At the western end of the Wall a system of towers, small fortlets and palisade
fences extended the frontier system another 30 miles or so down the Cumbrian
coast and helped control shipping moving across the estuary of the Solway
As originally planned, and apart from whatever space there was in the
milecastles, provision for the accommodation of garrison troops manning the
Wall was left with the line of forts which already lay along the Stanegate. At
some point a fundamental change of plan took place and forts were constructed
along the line of the Wall itself. There are now known to have been 16 forts
either attached to the Wall or in close association with it. Some overlay
earlier features such as turrets or milecastles. At this stage another linear
element, the vallum, was also added to the defensive system to the south of
the Wall. This was a broad flat-bottomed ditch flanked by a pair of linear
banks. It shadows the course of the Wall for almost all its length, sometimes
lying very close to it but sometimes up to a kilometre away from it. The
vallum's main function was to act as a barrier to restrict access to the Wall
from the south. It also had a function in linking the forts along the Wall
with a method of lateral communication. When the forts were placed along the
wall line no provision was made for a road to link them. This situation was
clearly found impracticable and a metalled track was therefore provided in
places along the vallum between the north mound and the ditch.
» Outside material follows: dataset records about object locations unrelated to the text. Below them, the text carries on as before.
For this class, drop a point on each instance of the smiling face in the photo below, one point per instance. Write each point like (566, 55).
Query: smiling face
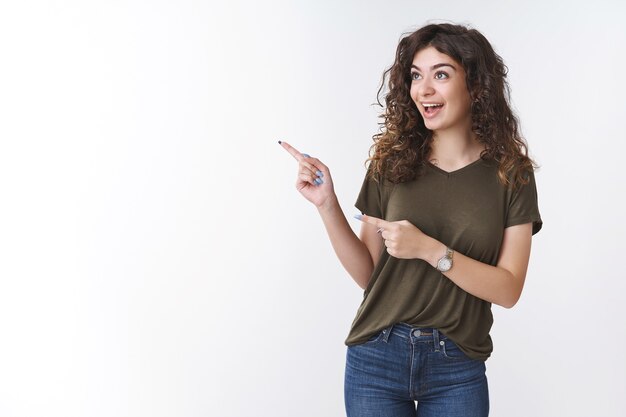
(439, 91)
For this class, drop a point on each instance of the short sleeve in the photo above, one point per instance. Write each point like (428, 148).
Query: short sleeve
(372, 199)
(524, 207)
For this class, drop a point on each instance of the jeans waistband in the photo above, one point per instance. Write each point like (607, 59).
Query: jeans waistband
(415, 334)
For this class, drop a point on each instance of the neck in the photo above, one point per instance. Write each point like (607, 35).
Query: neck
(455, 146)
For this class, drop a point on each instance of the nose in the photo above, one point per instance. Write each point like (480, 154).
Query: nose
(425, 88)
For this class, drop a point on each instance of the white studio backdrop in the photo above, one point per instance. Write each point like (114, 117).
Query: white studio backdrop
(156, 259)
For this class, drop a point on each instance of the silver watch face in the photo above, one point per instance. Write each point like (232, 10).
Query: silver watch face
(444, 264)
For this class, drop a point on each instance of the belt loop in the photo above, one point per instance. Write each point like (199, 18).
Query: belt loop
(436, 339)
(386, 333)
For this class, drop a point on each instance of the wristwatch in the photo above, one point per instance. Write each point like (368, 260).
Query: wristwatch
(445, 263)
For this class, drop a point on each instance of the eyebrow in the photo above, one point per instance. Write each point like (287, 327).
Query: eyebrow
(443, 64)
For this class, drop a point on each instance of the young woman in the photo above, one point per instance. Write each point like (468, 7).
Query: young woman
(449, 207)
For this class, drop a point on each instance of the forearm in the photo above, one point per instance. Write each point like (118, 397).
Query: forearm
(350, 250)
(490, 283)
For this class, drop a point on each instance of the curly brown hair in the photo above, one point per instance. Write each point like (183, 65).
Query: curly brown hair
(400, 151)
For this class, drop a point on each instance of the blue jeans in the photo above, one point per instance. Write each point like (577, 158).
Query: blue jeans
(403, 364)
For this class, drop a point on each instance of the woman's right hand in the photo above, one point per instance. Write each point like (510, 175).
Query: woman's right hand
(314, 181)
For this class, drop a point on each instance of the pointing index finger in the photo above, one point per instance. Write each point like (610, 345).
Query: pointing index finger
(293, 151)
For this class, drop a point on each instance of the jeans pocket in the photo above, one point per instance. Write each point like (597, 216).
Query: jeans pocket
(375, 338)
(451, 351)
Later, after the withdrawal back to the Hadrianic line from the Antonine Wall,
various refurbishments were made throughout the frontier line. At this stage a
new linear feature was added: the `Military Way'. This was a road linking all
elements of the Wall defence, running from fort to fort within the area
bounded by the Wall and the vallum.
Throughout its long history the Wall was not always well maintained. It was
often neglected and sometimes overrun, but it remained in use until the late
fourth century when a weak and divided Roman Empire finally withdrew its
armies from the Wall and Britain.
It now survives in various states of preservation. In places, especially in
the central section, the Stone Wall still remains several courses high and the
attached forts, turrets and milecastles are also clearly indentifiable.
Earthwork features such as the ditch, vallum and Military Way also survive
well in places. Elsewhere the Stone Wall has been virtually robbed out and
only its foundations survive beneath the present ground surface. Similarly,
stretches of the earthwork remains, including sections of the Turf Wall, have
been levelled or infilled and now only survive as buried features. Although
some sections of the frontier system no longer survive visibly, sufficient
evidence does exist for its position to be fairly accurately identified
throughout most of its length.
Hadrian's Wall and it's associated features between the eastern end of
Davidson's Banks and road to Grinsdale survive as a series of buried and
upstanding remains, as does the vallum and associated features between
Davidson's Banks and the dismantled railway. Significant information on the
function and development of the frontier system over time will be preserved.